A Question of Culture, How Diverse are you?

Over 11 million Canadian females between the age of 17 and 64 are spurring the growth of the Spa industry. It is also being spurred by an equal number of men in that same age group; many of whom are becoming interested in entering the Spa arena. It isn’t surprising to see Spas increasing their line of service when the male population is taking more interest in skin care, massage and other relaxing spa options.

How you embrace your clientele becomes part of your brand. Notably, spas that cater to women only, draw women with that preference. The Spas that offer waxing services to men; such as chest and back waxing and more delicate areas are taking advantage of new business opportunities and increasing their bottom line.

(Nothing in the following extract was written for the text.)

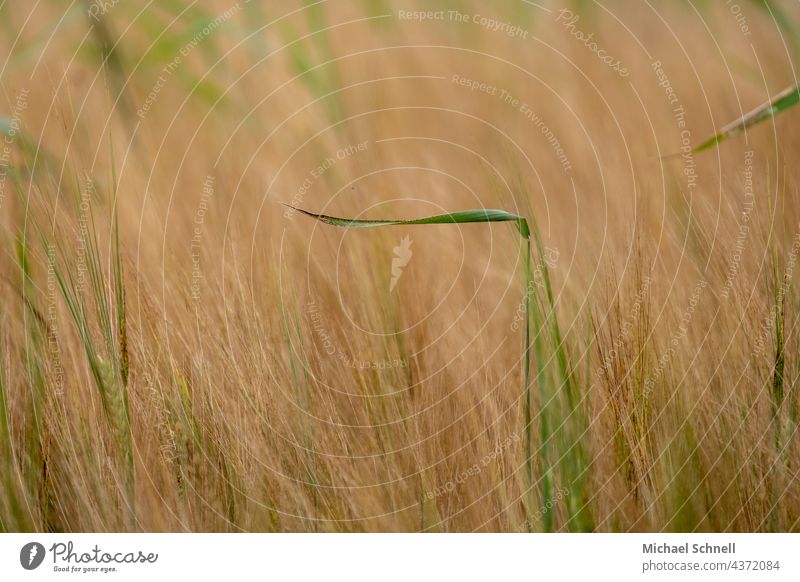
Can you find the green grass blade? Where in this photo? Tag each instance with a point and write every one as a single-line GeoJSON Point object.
{"type": "Point", "coordinates": [464, 216]}
{"type": "Point", "coordinates": [781, 102]}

Let’s take it one step farther. In today’s world Canadian culture and diversity are symbiotic and synonymic. Canada’s exceptional experience with diversity distinguishes itself from most other countries. Our inhabitants reflect a cultural, ethnic and linguistic makeup found nowhere else on earth.

Undoubtedly, the question of providing a service requires the consideration of Canada’s Human Rights Act. Canada’s recent addition of self-identification policies (i.e. Bill C-16) and the case of Jessica Yanvi; a complainant in an on-going Human Rights complaint in BC, has many Canadian service providers and business owners waiting for the ruling due sometime in October. It would establish whether the Act will require Salons and Spas to offer Brazilian waxing service on self-identified women with male genitalia. How would this affect your brand? How will this affect your people?

This objectionable complaint went to trial in July of this year because the Human Rights Tribunal of British Columbia recognized Yanvi’s right to gender affirming care, including waxing. Canada’s Human Rights Act compels people and businesses to affirm someone’s beliefs; such as Yanvi identifying as a woman.

Yanvi’s complaint puts Canada’s Human Rights Act in an awkward position because its’ defendants explain that they do not feeling comfortable waxing male genitalia for religious reasons or have safety and security objections. A lack of qualifications in being able to provide that service was another valid objection. Indeed, waxing male genitalia has different procedures that requires different wax and specialized training.

This ground-breaking Human Rights claim, forces Canadians to recognize that something is wrong here, something perhaps, irreconcilable. Combining this gender affirming duty with religious beliefs and the safety and security of Estheticians is like asking for a cold sauna.

If Yanvi is successful in this case, will it lead to businesses being compelled to offer Brazilian waxing to everyone? Will the outcome become an imposition on Canadian Spa and Salon businesses? Staffing decisions are challenging enough without having to hire Estheticians that have specialized training and willingness to handle male ‘equipment’.  That said, what’s the right human thing to do? Will there arise, reasonable exemptions, such as exemptions for work-from-home estheticians? Will it become disruptive or unmanageable for your company?

And what if this claim is unsuccessful. Are we staying true to our national values of inclusion and equal rights?

To date this has been uncharted territory where service providers, and business owners, have been self directed on what services to provide and to whom they are provided. Will the impact of this decision lead to direct, and indirect consequences to the spa industry and all it’s stakeholders?

We will listen and watch with great interest. In our very Canadian way, let’s keep the conversation informed, open and respectful to all.